Aliyev favors Nabucco

Aliyev favors Nabucco

BAKU - Reuters

The Nabucco West pipeline would take a northern route from the Turkish Bulgarian border and Austria. Azerbaijan’s government is currently deciding between the Nabucco pipeline and the Trans-Adriatic Pipeline into Italy. REUTERS photo

Azerbaijan’s best bet for piping natural gas to western Europe from the Caspian Sea is the Nabucco West project, Industry and Energy Minister Natik Aliyev has said ahead of a formal decision.

Aliyev’s comment is not an official decision, but comes as the government is preparing to decide between Nabucco West or the Trans-Adriatic Pipeline (TAP), which would take a southern route into Italy.

Nabucco West would take a northern route from the Turkish-Bulgarian border to Baumgarten, Austria.

“I consider that Nabucco West is the best option from all points of view,” Aliyev told reporters.

“It has a big capacity, big diameter, and it gives us the opportunity to deliver gas to Eastern and Central Europe. It’s a more reliable market for Azeri gas.”

The Nabucco consortium had withdrawn from a longer project, mainly because of a growing competition for transferring the Caspian gas to Europe. The initiative later revealed the current West Nabucco plan, after Turkey and Azerbaijan signed the $7 billion Trans-Anatolian natural gas pipeline (TANAP) project that is slated to carry gas to Turkey’s western border.

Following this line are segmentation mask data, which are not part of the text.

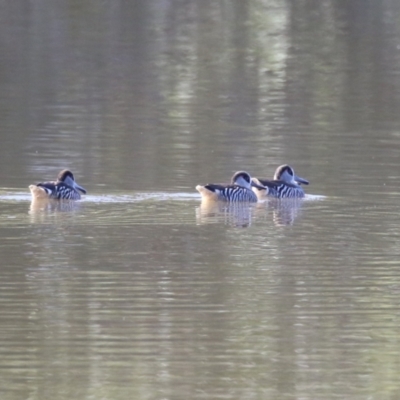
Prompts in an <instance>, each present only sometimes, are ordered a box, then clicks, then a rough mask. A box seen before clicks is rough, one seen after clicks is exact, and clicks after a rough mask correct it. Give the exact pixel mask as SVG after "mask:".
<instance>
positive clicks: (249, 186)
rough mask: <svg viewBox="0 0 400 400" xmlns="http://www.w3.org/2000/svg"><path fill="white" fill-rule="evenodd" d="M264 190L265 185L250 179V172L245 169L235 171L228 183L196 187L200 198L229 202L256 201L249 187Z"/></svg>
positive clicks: (204, 199)
mask: <svg viewBox="0 0 400 400" xmlns="http://www.w3.org/2000/svg"><path fill="white" fill-rule="evenodd" d="M252 186H254V187H257V188H258V189H260V190H262V189H264V190H265V187H264V186H263V185H261V184H259V183H257V182H254V181H253V180H252V179H251V176H250V174H248V173H247V172H245V171H238V172H236V173H235V174H234V175H233V177H232V180H231V183H230V184H229V185H221V184H216V183H209V184H207V185H204V186H201V185H197V186H196V189H197V190H198V191H199V192H200V194H201V197H202V200H213V201H229V202H240V201H242V202H244V201H247V202H257V200H258V199H257V195H256V194H255V193H254V192H253V191H252V190H251V187H252Z"/></svg>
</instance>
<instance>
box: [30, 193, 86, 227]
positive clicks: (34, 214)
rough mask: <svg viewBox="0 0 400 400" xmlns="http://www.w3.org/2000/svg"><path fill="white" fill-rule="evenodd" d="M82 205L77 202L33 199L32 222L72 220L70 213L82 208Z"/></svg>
mask: <svg viewBox="0 0 400 400" xmlns="http://www.w3.org/2000/svg"><path fill="white" fill-rule="evenodd" d="M81 206H82V204H80V203H79V202H76V201H67V200H65V201H57V200H51V199H49V200H46V199H33V200H32V202H31V205H30V207H29V214H30V215H31V216H32V222H44V220H49V219H51V221H54V220H57V221H58V220H63V221H64V220H65V219H67V218H68V219H70V218H71V216H70V213H71V212H73V211H77V210H79V209H80V208H81Z"/></svg>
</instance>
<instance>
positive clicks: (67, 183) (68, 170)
mask: <svg viewBox="0 0 400 400" xmlns="http://www.w3.org/2000/svg"><path fill="white" fill-rule="evenodd" d="M29 189H30V191H31V193H32V197H33V198H34V199H55V200H79V199H80V198H81V194H80V193H79V192H82V193H84V194H86V190H85V189H84V188H83V187H82V186H80V185H78V184H77V183H76V182H75V178H74V175H73V174H72V172H71V171H69V170H67V169H64V170H62V171H61V172H60V173H59V174H58V176H57V180H56V181H52V182H42V183H38V184H37V185H30V186H29Z"/></svg>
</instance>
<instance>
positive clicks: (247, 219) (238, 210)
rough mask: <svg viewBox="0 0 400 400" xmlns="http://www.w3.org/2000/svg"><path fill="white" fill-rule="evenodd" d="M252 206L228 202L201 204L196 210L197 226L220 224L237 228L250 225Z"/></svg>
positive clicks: (214, 202) (251, 213)
mask: <svg viewBox="0 0 400 400" xmlns="http://www.w3.org/2000/svg"><path fill="white" fill-rule="evenodd" d="M253 211H254V204H249V203H228V202H202V203H201V204H200V207H197V208H196V221H197V223H198V224H202V225H203V224H221V223H223V224H224V225H231V226H235V227H239V228H247V227H249V226H250V225H251V220H252V216H253Z"/></svg>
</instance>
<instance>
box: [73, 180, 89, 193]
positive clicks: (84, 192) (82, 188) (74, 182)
mask: <svg viewBox="0 0 400 400" xmlns="http://www.w3.org/2000/svg"><path fill="white" fill-rule="evenodd" d="M74 188H75V189H77V190H80V191H81V192H82V193H83V194H86V189H85V188H83V187H82V186H80V185H78V184H77V183H76V182H74Z"/></svg>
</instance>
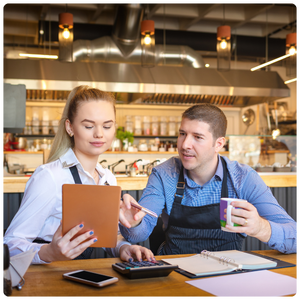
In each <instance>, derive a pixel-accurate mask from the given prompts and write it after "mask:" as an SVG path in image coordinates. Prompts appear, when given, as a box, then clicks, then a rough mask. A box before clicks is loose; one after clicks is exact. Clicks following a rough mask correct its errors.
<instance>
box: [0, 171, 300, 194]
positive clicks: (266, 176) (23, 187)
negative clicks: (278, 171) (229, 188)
mask: <svg viewBox="0 0 300 300" xmlns="http://www.w3.org/2000/svg"><path fill="white" fill-rule="evenodd" d="M259 175H260V176H261V178H262V179H263V180H264V182H265V183H266V185H267V186H269V187H300V173H293V172H291V173H279V172H273V173H259ZM28 179H29V177H26V176H12V177H0V193H23V192H24V190H25V185H26V183H27V181H28ZM147 181H148V177H138V176H136V177H117V182H118V185H120V186H121V188H122V190H124V191H130V190H143V189H144V188H145V187H146V184H147Z"/></svg>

Nabucco is ready to obtain its natural gas supplies from TANAP on the Turkish-Bulgarian border, spokesperson Christian Dolezal said earlier this month.

Nabucco West and TAP were shortlisted earlier this year by Azerbaijan’s Shah Deniz II consortium, led by BP Plc and Statoil.

The European Commission says it welcomes progress toward diversifying the EU’s supplies away from a heavy reliance on Russian gas through a route it calls the Southern Corridor.

Players in the game

It says it does not favor one project or route over another as long as it carries Azeri gas. “The commission’s position on the Southern Corridor is consistently independent of pipeline options, establishing criteria for success, not mandating one pipeline or another,” commission spokeswoman Marlene Holzner said in an emailed comment.

Azeri gas fields are the most developed new non-Russian sources of natural gas that can be pumped to the European Union through pipelines. The gas would first move through Turkey before taking either TAP’s southern route or the Nabucco West path into Austria.

TAP, whose partners are Statoil, Swiss EGL and Germany’s E.ON Ruhrgas, was not immediately available for comment. BP operates the Shah Deniz II gas field, which is thought to contain 1.2 trillion cubic metres of gas. BP holds a 25.5 percent stake, as does Statoil. The rest is divided between Azerbaijan state oil company SOCAR, Russia’s LUKOIL, NICO, Total SA and TPAO. Nabucco’s six shareholders are Austria’s OMV, Germany’s RWE, Hungary’s MOL through its gas pipeline operator FGSZ,Turkey’s Botaş, BEH of Bulgaria and Romania’s Transgaz.